Each Gray Eagle is delivered with the Army's Common Sensor Payload—consisting of an electro-optical/infrared video camera; laser-range finder and laser designator; STARLite synthetic aperture radar—four hard points for Hellfire missiles and a tactical signals intelligence payload. The Army system also includes a Theilert heavy-fuel engine, a benefit because brigades did not want to have to manage storing and handling different fuel types for ground vehicles and aircraft.
Because the Army built on the Air Force's original Predator vehicle—designed by General Atomics using company research and development dollars—the service could tailor the UAS to its needs and learn from past mistakes. The Gray Eagle includes an automated takeoff-and-landing system designed to eliminate the hard landings that have bedeviled Air Force pilots. This also allows for the Army to use operators that are not rated pilots.
The Army required triple-redundant flight controls and near all-weather capabilities with the addition of an anti-icing system, as well, allowing transit through weather and clouds en route to operations. One Air Force official remarks that Army Gray Eagles may be able to operate in locations in which Air Force UAS are grounded, as they lack this feature.
Unlike the Air Force, which uses its Predators and Reapers to provide intelligence to an operations center, the Army's Gray Eagles feed information directly to the brigade commander. The aircraft are used for such tasks as reconnaissance in advance of convoy operations or “route clearing,” where suspected improvised explosive devices are engaged prior to friendly forces moving into an area. It can also provide overwatch during specific operations and alert other combat assets—such as the AH-64 Apache attack helicopter—if needed.
Ultimately, Pentagon testers found that the Army is “effective at operating the MQ-1C system and has the potential to provide effective support to combat units, but the Army needs to continue to develop the tactics, techniques and procedures; the training; and the doctrine required to effectively integrate this capability into combat operations.” The 1st Infantry Division's 1st Combat Aviation Brigade (CAB), now deployed to Afghanistan, supported the testing.
Unlike the Air Force, which fielded various Predators as fast as they could be developed, the Army effectively sequestered its Gray Eagle program during development from wartime requirements.

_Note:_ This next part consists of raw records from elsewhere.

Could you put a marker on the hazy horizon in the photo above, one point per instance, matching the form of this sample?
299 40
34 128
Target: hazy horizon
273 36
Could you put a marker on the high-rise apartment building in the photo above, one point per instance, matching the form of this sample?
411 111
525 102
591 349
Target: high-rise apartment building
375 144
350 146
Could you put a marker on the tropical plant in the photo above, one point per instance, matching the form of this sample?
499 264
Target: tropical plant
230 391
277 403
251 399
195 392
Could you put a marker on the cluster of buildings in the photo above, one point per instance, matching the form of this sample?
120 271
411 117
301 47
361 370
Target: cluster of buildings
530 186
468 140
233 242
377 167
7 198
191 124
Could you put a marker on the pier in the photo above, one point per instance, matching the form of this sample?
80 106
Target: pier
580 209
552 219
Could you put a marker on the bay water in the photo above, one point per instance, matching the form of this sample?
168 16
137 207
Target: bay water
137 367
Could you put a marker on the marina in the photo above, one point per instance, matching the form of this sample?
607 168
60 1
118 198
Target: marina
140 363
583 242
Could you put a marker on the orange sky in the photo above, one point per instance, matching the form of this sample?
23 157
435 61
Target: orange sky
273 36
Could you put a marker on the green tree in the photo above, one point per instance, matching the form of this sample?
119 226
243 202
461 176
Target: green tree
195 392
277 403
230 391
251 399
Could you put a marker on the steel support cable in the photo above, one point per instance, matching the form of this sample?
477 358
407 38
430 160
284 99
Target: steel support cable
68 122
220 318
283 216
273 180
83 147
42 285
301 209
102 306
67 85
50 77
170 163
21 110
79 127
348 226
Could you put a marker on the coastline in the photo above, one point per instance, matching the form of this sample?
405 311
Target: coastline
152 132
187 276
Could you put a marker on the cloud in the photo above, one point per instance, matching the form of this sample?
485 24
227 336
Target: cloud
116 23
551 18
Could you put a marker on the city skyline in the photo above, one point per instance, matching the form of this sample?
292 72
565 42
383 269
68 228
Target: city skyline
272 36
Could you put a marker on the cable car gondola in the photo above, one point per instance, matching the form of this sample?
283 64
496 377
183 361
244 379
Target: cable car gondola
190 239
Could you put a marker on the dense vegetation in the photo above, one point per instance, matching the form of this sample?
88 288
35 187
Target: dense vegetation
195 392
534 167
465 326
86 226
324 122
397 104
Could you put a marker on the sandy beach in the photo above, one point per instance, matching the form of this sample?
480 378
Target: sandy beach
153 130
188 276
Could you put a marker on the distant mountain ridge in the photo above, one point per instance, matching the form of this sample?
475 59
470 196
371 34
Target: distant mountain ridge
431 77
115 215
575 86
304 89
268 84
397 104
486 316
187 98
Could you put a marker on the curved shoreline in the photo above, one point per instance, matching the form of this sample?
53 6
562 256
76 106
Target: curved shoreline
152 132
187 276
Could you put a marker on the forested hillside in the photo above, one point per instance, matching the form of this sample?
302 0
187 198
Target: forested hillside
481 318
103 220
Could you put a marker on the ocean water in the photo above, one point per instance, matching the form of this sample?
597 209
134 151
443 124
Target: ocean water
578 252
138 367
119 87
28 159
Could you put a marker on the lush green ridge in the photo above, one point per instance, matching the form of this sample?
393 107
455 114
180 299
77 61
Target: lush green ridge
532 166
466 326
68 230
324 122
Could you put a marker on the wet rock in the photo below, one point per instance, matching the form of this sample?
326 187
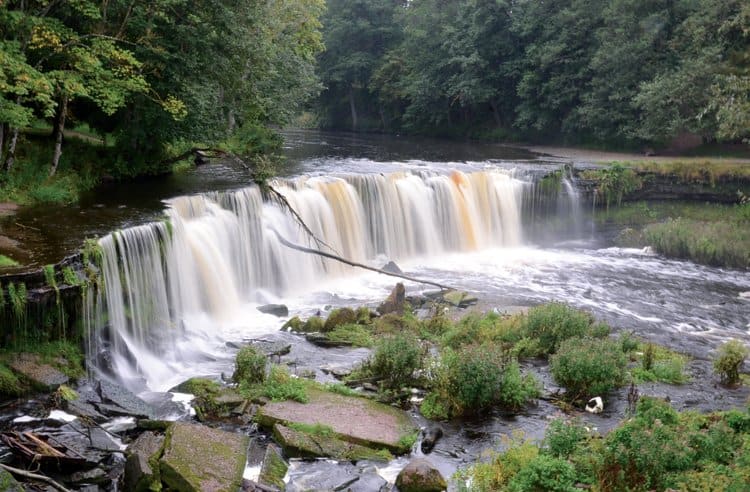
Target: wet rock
319 443
395 301
8 483
198 458
391 267
354 419
42 376
595 405
459 298
139 473
119 401
279 310
274 468
338 317
430 437
420 476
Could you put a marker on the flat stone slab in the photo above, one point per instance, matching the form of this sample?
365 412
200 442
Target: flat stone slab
199 458
353 419
41 375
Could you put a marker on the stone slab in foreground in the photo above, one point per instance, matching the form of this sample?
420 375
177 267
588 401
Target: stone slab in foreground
357 420
201 459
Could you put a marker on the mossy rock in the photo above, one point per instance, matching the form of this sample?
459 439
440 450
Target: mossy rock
302 444
353 419
198 458
339 317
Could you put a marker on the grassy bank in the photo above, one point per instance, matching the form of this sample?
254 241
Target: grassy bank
710 234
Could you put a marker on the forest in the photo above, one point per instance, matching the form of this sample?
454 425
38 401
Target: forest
615 73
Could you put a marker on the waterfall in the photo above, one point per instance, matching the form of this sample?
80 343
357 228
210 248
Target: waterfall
171 286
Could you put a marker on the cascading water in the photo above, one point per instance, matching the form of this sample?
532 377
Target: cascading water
172 288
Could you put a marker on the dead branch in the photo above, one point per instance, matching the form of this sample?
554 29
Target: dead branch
34 476
304 249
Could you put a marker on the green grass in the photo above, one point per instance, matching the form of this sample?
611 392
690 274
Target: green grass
6 262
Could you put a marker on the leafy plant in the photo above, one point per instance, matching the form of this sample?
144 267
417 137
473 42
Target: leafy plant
729 360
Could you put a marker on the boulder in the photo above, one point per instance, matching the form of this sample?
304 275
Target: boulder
141 467
338 317
42 376
274 468
420 476
395 301
459 298
199 458
350 418
8 483
279 310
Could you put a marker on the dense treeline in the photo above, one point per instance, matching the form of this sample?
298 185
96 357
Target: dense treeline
619 72
154 77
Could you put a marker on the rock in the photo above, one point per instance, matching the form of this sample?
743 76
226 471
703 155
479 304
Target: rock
459 298
119 401
293 324
199 458
42 376
430 438
595 405
395 301
321 444
420 476
391 267
8 483
274 468
142 453
279 310
353 419
338 317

Three iterations of the UAS—known as Block 0, Block 1 Quick Reaction Capability and Block 1 Program of Record—were fielded by the Army while Gray Eagle was being developed. These were less robust Predator-based aircraft with varying types of sensors and communications systems. Though they provided war support, they also allowed Army operators to begin experimenting with tactics, key to ushering Gray Eagle into the fleet.
The Army's success in initial operational test and evaluation is perhaps partly attributable to its focus in developing the requirements and vehicles. The Air Force Predator fleet grew largely on congressional earmarks; the service never articulated requirements that led to the Predator program. General Atomics developed the system on its own dime and then craftily lobbied Congress for sales. This carried the program throughout the 1990s and 2000s. Now, however, with the war in Iraq over and the war in Afghanistan winding down, the momentum behind seemingly unfettered defense spending is fizzling. And the company is working to change its approach.
“We need to be in lockstep with the Air Force and Army,” says one General Atomics official, noting that this is a “fairly recent change” in philosophy.
The company will still spend its internal research and development money on improving its products, but it will have to more closely align projects with clearly stated service requirements in order to garner funding. During the war, by contrast, “they just threw money at problems,” the General Atomics official says.